Tolbert was a culinary arts teacher in New York. Tolbert had been teaching for a few years when a new principal came on board. The new principal made several racist remarks—asking him in the fall, “do you know how to cook black, or can you cook American too?” and, just a few months later, telling a student that “black kids can’t learn in a cooking class because all they want to do is eat.” And then, in the spring of that same school year, the principal asked student how she expected to learn if all she was cooking was black food. Tolbert’s annual review at the end of that year was not positive. Tolbert was told that he would continue as a probationary teacher for another year and he was denied tenure. He made a number of claims against the principal and the school district, including a claim for discrimination under Title VII.

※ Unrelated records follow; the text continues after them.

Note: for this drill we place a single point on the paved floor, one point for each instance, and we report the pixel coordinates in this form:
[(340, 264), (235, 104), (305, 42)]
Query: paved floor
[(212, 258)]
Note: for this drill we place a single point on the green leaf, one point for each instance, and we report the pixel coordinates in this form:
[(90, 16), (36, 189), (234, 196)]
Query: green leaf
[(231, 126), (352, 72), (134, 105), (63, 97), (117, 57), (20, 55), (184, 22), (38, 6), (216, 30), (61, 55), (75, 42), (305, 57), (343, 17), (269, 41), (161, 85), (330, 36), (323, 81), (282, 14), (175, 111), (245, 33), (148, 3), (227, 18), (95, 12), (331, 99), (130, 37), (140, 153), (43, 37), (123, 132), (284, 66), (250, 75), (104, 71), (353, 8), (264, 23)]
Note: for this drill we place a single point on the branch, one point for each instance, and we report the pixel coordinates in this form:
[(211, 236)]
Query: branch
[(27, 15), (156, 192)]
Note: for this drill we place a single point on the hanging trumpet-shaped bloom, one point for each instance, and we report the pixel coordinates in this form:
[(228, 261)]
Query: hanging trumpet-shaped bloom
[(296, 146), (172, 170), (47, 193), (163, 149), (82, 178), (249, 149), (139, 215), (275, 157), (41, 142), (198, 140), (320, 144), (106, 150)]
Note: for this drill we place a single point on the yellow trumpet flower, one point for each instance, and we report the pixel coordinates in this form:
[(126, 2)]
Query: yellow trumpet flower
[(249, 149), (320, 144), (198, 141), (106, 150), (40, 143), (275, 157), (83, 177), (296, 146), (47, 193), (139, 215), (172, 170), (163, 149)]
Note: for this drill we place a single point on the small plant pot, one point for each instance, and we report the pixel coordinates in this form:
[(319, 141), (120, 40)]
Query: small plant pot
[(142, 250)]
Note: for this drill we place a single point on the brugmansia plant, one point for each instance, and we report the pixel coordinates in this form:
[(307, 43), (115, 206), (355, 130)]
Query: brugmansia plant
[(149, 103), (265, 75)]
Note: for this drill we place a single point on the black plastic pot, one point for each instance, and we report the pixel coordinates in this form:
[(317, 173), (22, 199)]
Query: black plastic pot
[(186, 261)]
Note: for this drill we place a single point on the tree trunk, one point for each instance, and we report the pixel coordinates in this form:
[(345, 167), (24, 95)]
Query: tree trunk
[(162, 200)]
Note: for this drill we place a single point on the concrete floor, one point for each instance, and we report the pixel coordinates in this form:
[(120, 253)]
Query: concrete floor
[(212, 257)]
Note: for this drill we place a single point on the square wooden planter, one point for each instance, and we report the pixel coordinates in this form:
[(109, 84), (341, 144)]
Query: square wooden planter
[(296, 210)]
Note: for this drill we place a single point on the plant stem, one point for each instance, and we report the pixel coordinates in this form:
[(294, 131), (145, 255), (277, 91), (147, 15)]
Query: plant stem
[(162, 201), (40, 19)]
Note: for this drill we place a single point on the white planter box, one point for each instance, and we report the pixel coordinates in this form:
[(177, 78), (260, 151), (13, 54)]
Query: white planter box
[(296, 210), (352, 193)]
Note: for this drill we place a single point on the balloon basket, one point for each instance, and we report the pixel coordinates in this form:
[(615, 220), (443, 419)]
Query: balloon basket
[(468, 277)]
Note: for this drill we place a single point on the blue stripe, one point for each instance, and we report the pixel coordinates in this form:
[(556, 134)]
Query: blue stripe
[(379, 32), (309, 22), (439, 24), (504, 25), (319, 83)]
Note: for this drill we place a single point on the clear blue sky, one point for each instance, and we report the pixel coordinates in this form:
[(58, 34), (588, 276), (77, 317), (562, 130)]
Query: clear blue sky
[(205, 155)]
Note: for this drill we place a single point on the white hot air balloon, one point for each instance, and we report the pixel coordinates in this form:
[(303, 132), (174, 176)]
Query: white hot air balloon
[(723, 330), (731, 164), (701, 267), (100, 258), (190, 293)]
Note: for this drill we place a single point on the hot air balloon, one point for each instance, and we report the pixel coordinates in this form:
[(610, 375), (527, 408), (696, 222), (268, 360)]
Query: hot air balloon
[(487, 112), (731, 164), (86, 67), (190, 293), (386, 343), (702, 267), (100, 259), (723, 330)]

The district court found that the principal’s remarks were too attenuated from the tenure decision and not probative of the principal’s intent. But the Second Circuit disagreed, finding that the defendants were not entitled to summary judgment on the discrimination claim. In reaching this decision, the court pointed out that the racist remarks were made in the very same school year –and within three months of the decision not to give Tolbert tenure. Id., pp. 19-20. Additionally, the court explained, the comments were made by the de facto decisionmaker, clearly involved racial bias, and related to Tolbert’s qualifications as a teacher. Id., p. 20. The district court had found that because the evaluations did not refer to Tolbert’s race, there was no “nexus” between the tenure denial and the remarks by the principal. But the Second Circuit found that Tolbert did not have to show that the principal declared that the tenure decision was related to Tolbert’s race—but that “[s]tatements showing an employer’s racial bias, which Mr. Tolbert identified, are sufficient to support a prima facie case of discrimination.” Id., p. 21.